New Delhi, November 24
In move to push the economic reforms and break the deadlock on the contentious Pension and Banking Bills, the government today made fresh proposals to the Left parties on the proposed legislations which the Communists, the crucial outside supporters, said they would consider.

The government briefed them about the "possible changes" they were considering in these two crucial Bills to keep in view the concerns expressed by the Left, CPM Politburo member and Rajya Sabha member Sitaram Yechury said without elaborating on what the fresh proposals were.

Mr Yechury, who along with other Left leaders, met Defence Minister Pranab Mukherjee and Finance Minister P. Chidambaram, said the Left leaders would discuss the fresh proposals and get back to the government soon.

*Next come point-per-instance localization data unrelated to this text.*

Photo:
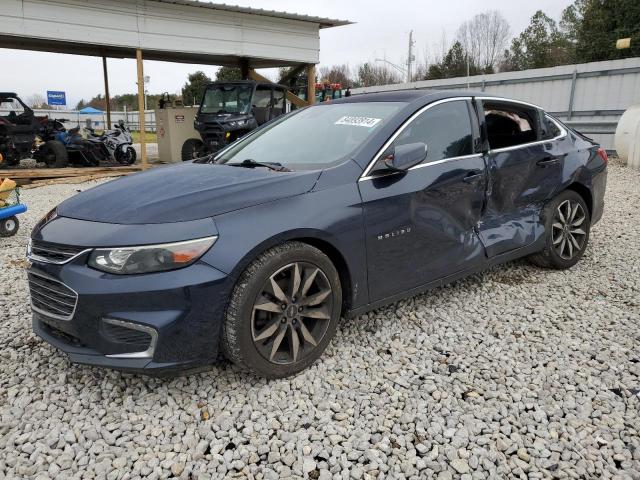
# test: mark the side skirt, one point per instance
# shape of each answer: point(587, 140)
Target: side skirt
point(492, 262)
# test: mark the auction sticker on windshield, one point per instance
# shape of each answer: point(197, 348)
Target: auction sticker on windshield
point(357, 121)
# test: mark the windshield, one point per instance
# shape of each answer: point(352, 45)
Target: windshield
point(227, 99)
point(314, 137)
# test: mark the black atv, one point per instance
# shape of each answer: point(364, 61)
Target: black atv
point(229, 110)
point(21, 136)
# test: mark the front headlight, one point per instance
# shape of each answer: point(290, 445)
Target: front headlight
point(150, 258)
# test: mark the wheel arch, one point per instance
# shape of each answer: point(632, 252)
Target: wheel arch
point(585, 193)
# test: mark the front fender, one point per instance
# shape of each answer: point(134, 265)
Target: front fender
point(332, 217)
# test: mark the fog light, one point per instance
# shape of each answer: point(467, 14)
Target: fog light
point(132, 334)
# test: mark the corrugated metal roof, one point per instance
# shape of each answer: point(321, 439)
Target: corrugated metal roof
point(323, 22)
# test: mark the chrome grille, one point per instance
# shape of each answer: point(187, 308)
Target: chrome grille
point(52, 252)
point(51, 297)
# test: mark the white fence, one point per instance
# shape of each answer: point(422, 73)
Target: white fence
point(590, 97)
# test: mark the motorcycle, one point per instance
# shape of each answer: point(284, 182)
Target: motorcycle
point(83, 151)
point(119, 143)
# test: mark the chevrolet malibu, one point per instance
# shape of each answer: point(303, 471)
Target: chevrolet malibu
point(255, 253)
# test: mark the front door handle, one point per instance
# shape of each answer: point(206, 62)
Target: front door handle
point(546, 161)
point(472, 176)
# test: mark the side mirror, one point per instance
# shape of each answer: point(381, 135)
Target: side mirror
point(406, 156)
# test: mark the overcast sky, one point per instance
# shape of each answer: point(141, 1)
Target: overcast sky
point(381, 30)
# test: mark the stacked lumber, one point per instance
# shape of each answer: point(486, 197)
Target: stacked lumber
point(35, 177)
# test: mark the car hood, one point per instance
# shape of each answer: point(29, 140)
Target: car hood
point(184, 192)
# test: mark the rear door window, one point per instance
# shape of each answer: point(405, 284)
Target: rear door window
point(510, 124)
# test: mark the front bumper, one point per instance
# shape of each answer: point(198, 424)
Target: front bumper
point(174, 318)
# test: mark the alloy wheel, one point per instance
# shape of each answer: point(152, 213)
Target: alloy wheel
point(568, 234)
point(292, 313)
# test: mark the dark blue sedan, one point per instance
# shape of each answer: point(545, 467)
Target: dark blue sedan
point(335, 209)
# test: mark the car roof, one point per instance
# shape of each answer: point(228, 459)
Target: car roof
point(246, 82)
point(422, 96)
point(408, 96)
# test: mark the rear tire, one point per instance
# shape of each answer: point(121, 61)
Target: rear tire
point(192, 148)
point(278, 331)
point(54, 154)
point(567, 226)
point(9, 226)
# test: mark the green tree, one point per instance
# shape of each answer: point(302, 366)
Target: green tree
point(193, 90)
point(540, 45)
point(454, 64)
point(370, 75)
point(595, 25)
point(228, 74)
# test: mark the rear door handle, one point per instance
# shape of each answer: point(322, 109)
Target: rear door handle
point(547, 161)
point(472, 175)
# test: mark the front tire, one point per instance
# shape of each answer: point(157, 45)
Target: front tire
point(126, 157)
point(283, 311)
point(9, 226)
point(567, 225)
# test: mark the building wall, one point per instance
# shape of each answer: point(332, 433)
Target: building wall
point(601, 92)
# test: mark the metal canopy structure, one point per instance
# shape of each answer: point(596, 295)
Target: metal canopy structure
point(185, 31)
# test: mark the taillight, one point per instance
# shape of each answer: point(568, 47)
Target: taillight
point(603, 155)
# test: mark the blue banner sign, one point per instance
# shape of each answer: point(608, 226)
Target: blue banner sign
point(56, 98)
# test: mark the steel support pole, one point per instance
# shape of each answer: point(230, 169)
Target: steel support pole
point(574, 79)
point(141, 119)
point(106, 91)
point(311, 84)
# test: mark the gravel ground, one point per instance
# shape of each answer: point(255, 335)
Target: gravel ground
point(514, 373)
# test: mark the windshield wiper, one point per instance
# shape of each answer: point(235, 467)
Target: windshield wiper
point(250, 163)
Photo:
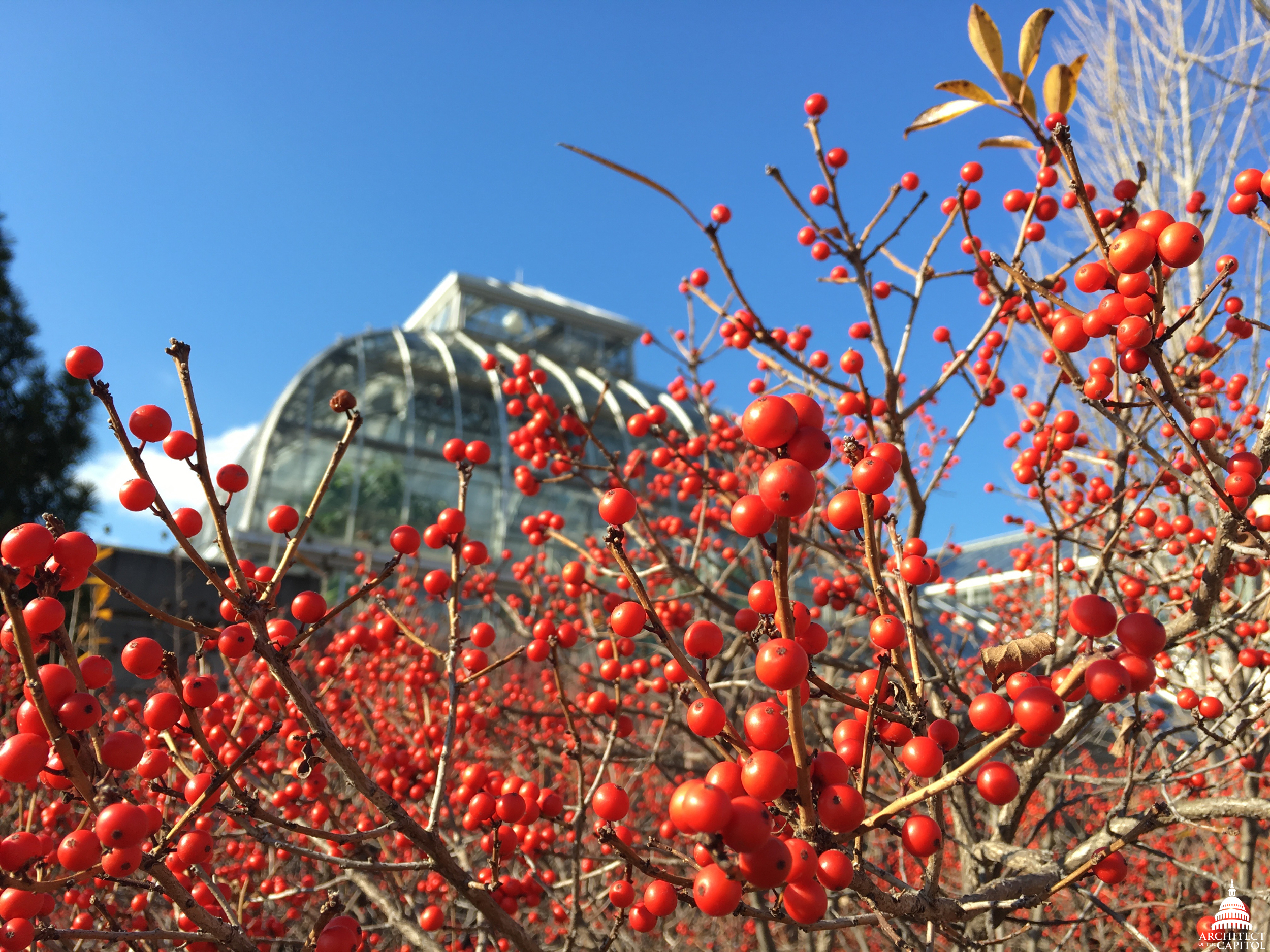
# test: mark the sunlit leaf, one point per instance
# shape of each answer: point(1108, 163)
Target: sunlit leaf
point(941, 113)
point(967, 89)
point(1007, 143)
point(986, 40)
point(1029, 41)
point(1022, 93)
point(1060, 88)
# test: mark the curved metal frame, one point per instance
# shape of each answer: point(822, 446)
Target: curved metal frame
point(408, 371)
point(610, 402)
point(503, 450)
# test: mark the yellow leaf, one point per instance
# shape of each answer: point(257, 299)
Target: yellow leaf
point(1007, 143)
point(986, 40)
point(941, 113)
point(1020, 93)
point(1029, 41)
point(1060, 88)
point(967, 89)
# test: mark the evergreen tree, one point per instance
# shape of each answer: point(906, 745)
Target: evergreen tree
point(44, 423)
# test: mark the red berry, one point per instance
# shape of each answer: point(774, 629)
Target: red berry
point(83, 362)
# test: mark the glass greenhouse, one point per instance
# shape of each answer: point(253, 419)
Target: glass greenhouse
point(417, 386)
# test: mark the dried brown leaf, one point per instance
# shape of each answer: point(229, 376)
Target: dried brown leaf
point(986, 40)
point(967, 89)
point(1029, 41)
point(941, 113)
point(1002, 661)
point(1007, 143)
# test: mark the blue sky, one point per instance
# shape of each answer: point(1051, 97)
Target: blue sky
point(258, 179)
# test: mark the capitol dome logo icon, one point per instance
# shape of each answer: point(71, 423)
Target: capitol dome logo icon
point(1231, 928)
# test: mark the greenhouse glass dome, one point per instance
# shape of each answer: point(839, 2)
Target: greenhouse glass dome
point(421, 384)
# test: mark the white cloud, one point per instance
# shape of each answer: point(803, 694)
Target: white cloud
point(174, 480)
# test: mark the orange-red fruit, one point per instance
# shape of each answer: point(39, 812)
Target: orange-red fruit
point(921, 836)
point(714, 893)
point(1182, 244)
point(770, 422)
point(1141, 635)
point(991, 714)
point(786, 488)
point(1132, 252)
point(781, 664)
point(841, 808)
point(1093, 616)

Asked who, the government or the Left, was changing its stance on these crucial matters, he said “we (Left) have publicly stated our position on these issues. It is obvious who is.” The Manmohan government is eager to pass the Pension Funds Regulatory and Development Authority (PFRDA) Bill in the winter session of Parliament.

The biggest hurdle in the way of the PFRDA Bill is the Left’s demand that the government ensures employees continue to get a guaranteed pension (50 per cent of their monthly salary calculated on the basis of the average of the monthly salaries in the previous three years). The government had earlier rejected the demand saying that pension is no more a statutory benefit, but a contributory one.

The Left’s argument is that setting up a pension regulatory authority board and investing the pension amount in the stock market will affect the “secure life” of a pensioner.

The burden of pension has been growing steeply, both on the Centre as also the state governments, throwing their finances haywire.

The government is hopeful of pushing the Banking Regulation (Amendment) Bill in the current session with the new proposals. Allies of the UPA maintain that the proposed removal of the 10 per cent cap on voting rights would allow foreign banks to take over private Indian banks, which is not in the interests of the country.